Young stroke victim warns of symptoms

By Mary Dennehy

WHEN young mother Trisha Kiernan suffered a stroke at the age of 41 she discovered a serious lack of awareness among members of the public and the medical profession when the condition happens to a younger person – or those that didn’t show the common signs.

Two months ago, Trisha, from Tallaght experienced an excruciating headache that resulted in the mam-of-two visiting A&E and being sent home with headache tablets, after being told her pain was due to a trapped nerve in her neck.

Trish Kiernan 04052017

Trisha’s headache continued into the next week until she collapsed in her mother’s house and an ambulance was called.

“I was walking into my mother’s house and I got this over whelming sense of nausea,” Trisha told The Echo.

“I knew I had to get inside and once I got through the door, the left side of my body went like jelly and I fell to the ground.
“I could speak, but could barely get the words out.
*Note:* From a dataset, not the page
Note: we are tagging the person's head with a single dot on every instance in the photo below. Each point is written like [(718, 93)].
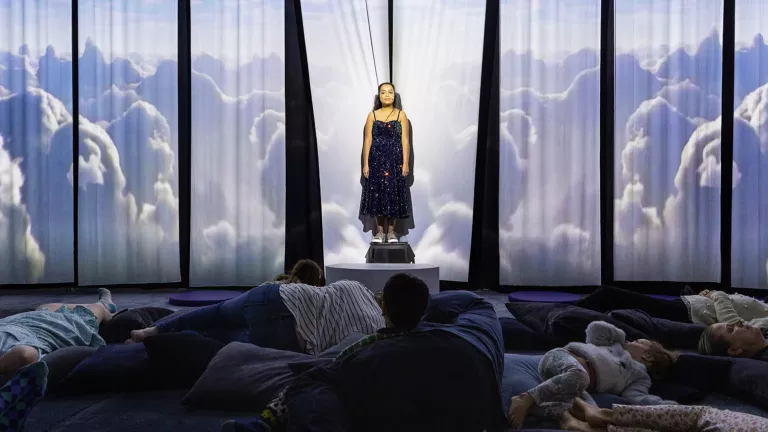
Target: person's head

I remember telling my sister to get an ambulance.”

When Trisha arrived in hospital she was diagnosed with a migraine and left for 72 hours,as two CT scans came back clear and she wasn’t experiencing the FAST [Face, Arms, Speech, Time] symptoms. 

“I was told that it was a migraine, even though I don’t suffer from migraines, and that it wasn’t a stroke as my speech wasn’t slurred and my face wasn’t drooping,” Trisha said.

“I also didn’t fall into the ‘stereotype’ of someone at risk of a stroke – I was only 41, I don’t drink or smoke and haven’t eaten meat in years.

“I was 37th on the list for an MRI scan, but my sister kept pushing and pushing for me to get the scan, because at that point I was deteriorating – my eyes were becoming more swollen and my arms.”

After the MRI, Trisha was told that she had suffered a stroke caused by a tear in an artery in her neck – which resulted in a clot on her brain.

“Due to my age and no FAST signs, I was left lying in that bed deteriorating,” Trisha said.

“For those 72 hours my brain wasn’t being fed, it was being starved of blood and oxygen . . . I was on my way out.”

She added: “The FAST signs are vital and people need to be aware of them.

“However, they also need to be aware that there are symptoms of a stroke outside of these signs – which I believe should be included in the awareness campaign.

“After my experience I want to raise awareness of the possibility of a stroke at any age and that all symptoms don’t fit the criteria of FAST. I also believe that MRI scans need to be given quicker to patients.”

Trisha has come a long way since her stroke on March 4, with the Ballycullen mam undergoing weekly physiotherapy sessions.

Despite having no sensation on the right-side of her body and problems with her sight, balance and short-term memory, Trisha is taking each day as it comes and remaining positive and detemined about her recovery.

“After a stroke you’re in a very dark and depressing place, but there is hope and everyday while I was in hospital I motivated myself and tried to remain positive,” Trisha said.

“I got up everyday and did exercises by my bed and after three-and-a-half weeks doctors let me go home early.

“I kept a journal and a video blog of my recovery and it’s very real and honest and I hope I can use it to help others locked in that dark place and give them hope – show people that their situation can improve bit by bit, day by day.”